With this purchase, made from January 1 to September 30 this year, the company met the plan for the whole of 2017, as assigned by the government.
Since its establishment in 2013 till the end of September this year, the company has bought a total of more than VND301 trillion of NPLs from 42 credit institutions at a price of VND270.92 trillion.
The company has recently begun using its right to repossess collaterals, given to it by the Resolution 42/2017/QH14 on piloting the bad debt settlement of credit institutions.
Sai Gon One Tower is an asset mortgaged for a bad debt worth VND7 trillion that Maritime Bank and Dong A Bank transferred to VAMC in April 2015. According to Doan Van Thang, general director of VAMC, this is the biggest debt with mortgaged assets that VAMC has ever bought.
Headquarters of the Vietnam Asset Management Company in Hanoi.
Headquarters of the Vietnam Asset Management Company in Hanoi.
After repossessing Sai Gon One Tower, VAMC on September 26 announced on its website that the individuals and institutions who have rights and interests related to the assets need to contact VAMC within 30 days.
VAMC will have the assets evaluated and auctioned off to collect the debt after the repossession.
Resolution 42 has given more power to VAMC to accelerate the process of bad debt settlement.
VAMC has also announced it is looking for price evaluation enterprises to appraise the bad debt and the collaterals transferred to it by Sacombank.
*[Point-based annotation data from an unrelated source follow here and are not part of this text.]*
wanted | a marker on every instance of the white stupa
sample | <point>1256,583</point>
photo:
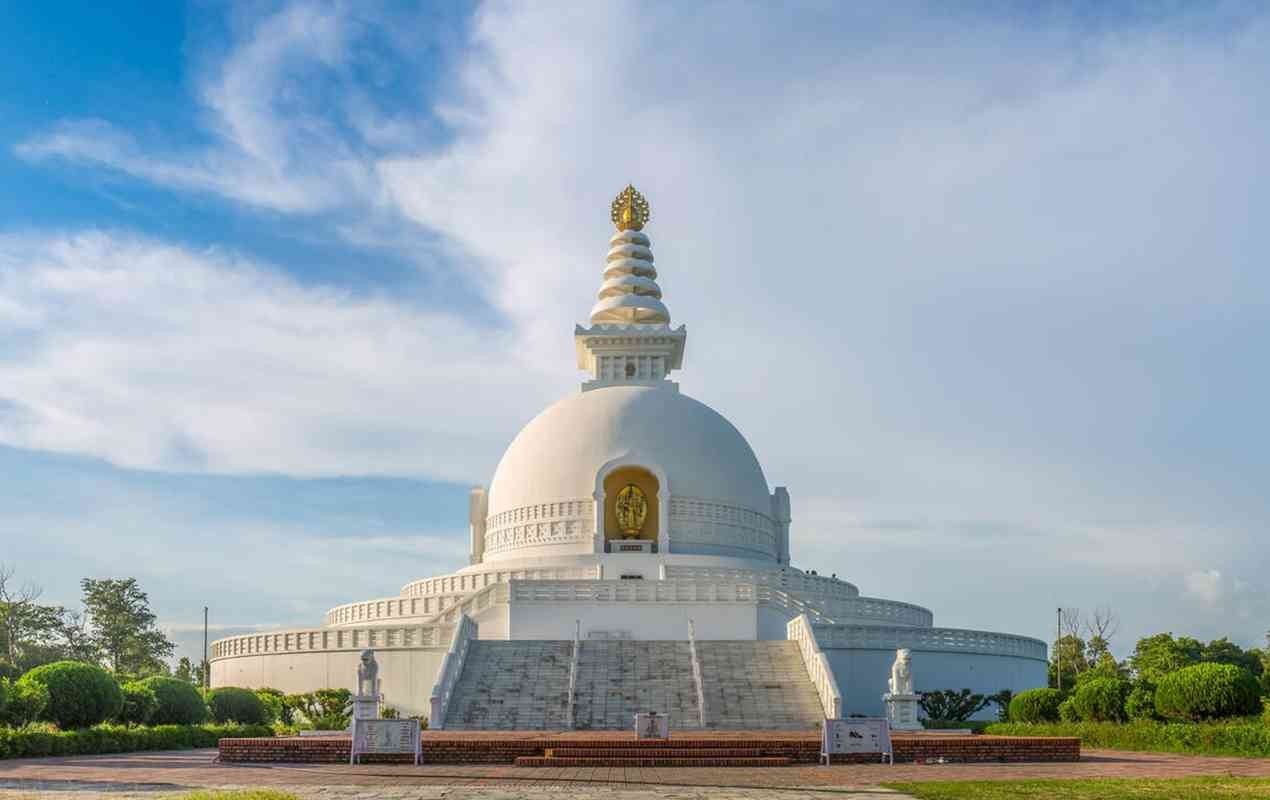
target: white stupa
<point>619,520</point>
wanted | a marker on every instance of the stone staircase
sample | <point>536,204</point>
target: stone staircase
<point>616,678</point>
<point>525,686</point>
<point>512,686</point>
<point>757,686</point>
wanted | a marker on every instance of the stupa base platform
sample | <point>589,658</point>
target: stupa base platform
<point>737,748</point>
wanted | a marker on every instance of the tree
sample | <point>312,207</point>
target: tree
<point>1155,657</point>
<point>951,705</point>
<point>123,627</point>
<point>1226,652</point>
<point>1069,652</point>
<point>1099,629</point>
<point>32,634</point>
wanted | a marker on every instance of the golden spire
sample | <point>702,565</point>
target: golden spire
<point>630,210</point>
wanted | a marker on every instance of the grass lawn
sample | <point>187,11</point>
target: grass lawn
<point>1097,789</point>
<point>240,794</point>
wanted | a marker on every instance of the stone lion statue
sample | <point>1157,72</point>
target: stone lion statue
<point>902,673</point>
<point>367,676</point>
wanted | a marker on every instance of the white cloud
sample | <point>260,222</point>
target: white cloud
<point>159,357</point>
<point>1205,586</point>
<point>982,293</point>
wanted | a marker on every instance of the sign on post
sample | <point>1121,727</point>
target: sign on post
<point>386,737</point>
<point>859,734</point>
<point>652,725</point>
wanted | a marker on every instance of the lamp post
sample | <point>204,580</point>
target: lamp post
<point>1058,652</point>
<point>205,669</point>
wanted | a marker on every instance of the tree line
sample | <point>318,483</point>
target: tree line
<point>113,627</point>
<point>1083,650</point>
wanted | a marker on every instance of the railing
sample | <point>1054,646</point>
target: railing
<point>800,630</point>
<point>932,639</point>
<point>782,577</point>
<point>573,674</point>
<point>328,639</point>
<point>466,583</point>
<point>451,668</point>
<point>630,592</point>
<point>696,673</point>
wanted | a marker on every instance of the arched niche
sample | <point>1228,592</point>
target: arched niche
<point>616,475</point>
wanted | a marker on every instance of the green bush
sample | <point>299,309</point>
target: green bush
<point>276,709</point>
<point>230,704</point>
<point>1100,700</point>
<point>140,704</point>
<point>1067,711</point>
<point>1207,691</point>
<point>179,702</point>
<point>1141,702</point>
<point>24,704</point>
<point>1035,706</point>
<point>1235,737</point>
<point>79,695</point>
<point>118,739</point>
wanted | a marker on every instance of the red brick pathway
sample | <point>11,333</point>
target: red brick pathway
<point>194,768</point>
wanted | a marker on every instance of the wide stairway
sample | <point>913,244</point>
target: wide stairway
<point>757,686</point>
<point>512,686</point>
<point>525,686</point>
<point>616,678</point>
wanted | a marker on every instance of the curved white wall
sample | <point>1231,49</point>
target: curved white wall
<point>407,674</point>
<point>862,674</point>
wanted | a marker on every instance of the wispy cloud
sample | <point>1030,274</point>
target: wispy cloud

The collaterals comprise eight land plots.
Nguyen Tien Dong, VAMC chairman, said that the company will buy debts with cash in the fourth quarter of 2017. However, experts said that it will take VAMC difficult to implement the plan as its capital is still modest. With the current charter capital of only VNĐ2 trillion, the VAMC will not be able to do much to handle the huge debts, they said.
Expert Tran Du Lich said that the VAMC’s capital was too modest compared with the hundreds of trillions of NPLs that needed to be settled. According to the new resolution, VAMC must buy the NPLs based on market mechanism, so it cannot use its special bonds to buy the debts, as was being done previously, he explained.
Earlier, credit institutions sold their NPLs to VAMC in exchange for special bonds that matured in five or 10 years.
Though the VAMC is permitted to increase the capital to VNĐ10 trillion by 2020 according to a project on restructuring credit institutions in the period between 2016 and 2020, it is too late as the NPL settlement is urgent, Lich said.